Monday, June 11, 2012

Madeira Cake


Last week my husband and I made a special dinner to celebrate the Queen’s Diamond Jubilee. For dessert there was a recipe for trifle that we wanted to make. My husband is quite the trifle maker and he hadn’t made one in a while. I’d never made one, and this one sounded good. We figured we could get most of the ingredients as we have a British store close to us. One thing that the recipe called for was Madeira Cake, and we couldn’t find that already made.

No worries, as I figured that there are many Madeira Cake recipes out there and I would just make one. I did a quick search online and this recipe was one of the first ones that I came across. I like Nigella Lawson’s recipe and this one seemed very straight-forward. I thought Madeira Cakes contained Madeira, but I guess they don’t! (Research revealed that the cake was often served with Madeira, thus the name.) This is a very simple recipe, with flavoring just from the lemon zest and juice. 

The recipe says to line the pan and I didn’t do that. Don’t skip this step!

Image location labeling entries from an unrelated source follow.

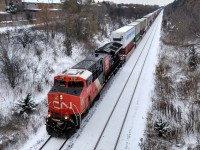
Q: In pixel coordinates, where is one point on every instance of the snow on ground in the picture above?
(134, 130)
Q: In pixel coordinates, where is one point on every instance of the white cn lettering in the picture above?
(59, 105)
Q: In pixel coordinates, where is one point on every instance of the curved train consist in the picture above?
(76, 89)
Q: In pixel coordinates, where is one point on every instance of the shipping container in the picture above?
(124, 35)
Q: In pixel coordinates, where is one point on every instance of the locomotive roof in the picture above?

It was basically impossible for me to get this out of the pan, but since most of the cake was going into a trifle, that wasn’t a problem. I cut the loaf in half and then was able to get it out of the pan. Learn from my mistake. The cake by itself was so good, a little crumbly, but the lemon (and the butter) is a real winner. I love the sugar crust that tops this cake, giving it something a little extra. 

8 ounces butter, softened
7 ounces sugar, plus extra for sprinkling
Grated zest and juice of 1 lemon
3 eggs
 7.5 ounces self-rising flour*
 3 ounces flour

Preheat oven to 340 degrees. Butter and line with parchment paper a 9” x 5” loaf pan.

In a large mixer bowl, cream the butter and sugar. Stir in the lemon zest. Add the eggs one at a time with a tablespoon of flour for each. Gently mix in the rest of the flour and, finally, the lemon juice.

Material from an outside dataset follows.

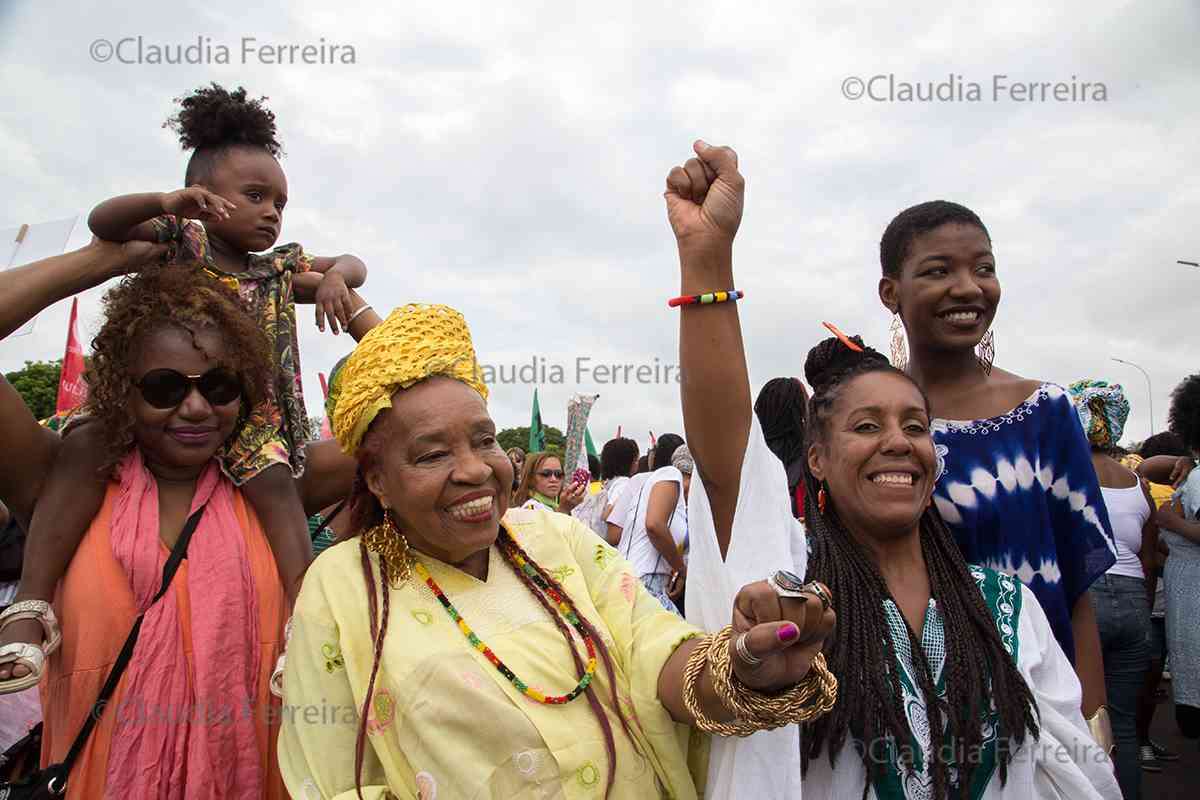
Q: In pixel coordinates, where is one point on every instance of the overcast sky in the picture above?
(509, 161)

Spread the batter in the prepared pan and sprinkle the top with about 2 tablespoons of sugar. Bake for about 1 hour or until a toothpick inserted in the center of the loaf comes out clean.

Remove to a wire rack, and let cool in the pan for about 30 minutes before removing from the pan to cool completely.

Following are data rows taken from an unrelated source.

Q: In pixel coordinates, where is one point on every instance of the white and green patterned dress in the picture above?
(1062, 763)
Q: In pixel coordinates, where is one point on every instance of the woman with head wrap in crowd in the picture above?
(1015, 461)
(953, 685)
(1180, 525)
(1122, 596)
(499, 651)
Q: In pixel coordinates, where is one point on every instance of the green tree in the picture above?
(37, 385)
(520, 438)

Recipe from Nigella Lawson

*I make my own self-rising flour by combining 2 cups flour, 2 teaspoons baking powder, ½ teaspoon baking soda and ½ teaspoon salt.

1 comment:

Anonymous said...

Hi!
I tried this cake because your picture looked ahhhhmazing...however I burnt the entire thing....the crust became absolutely black!I used an electric oven and I have no idea what happened..are electric ovens different from gas ovens? I am 15 years old by the way and I'd love to bake yummy cakes but I am 0/0 in that department:( Madeira cake is my dad's fave and I wanted to bake it for him for his 50th which is soon!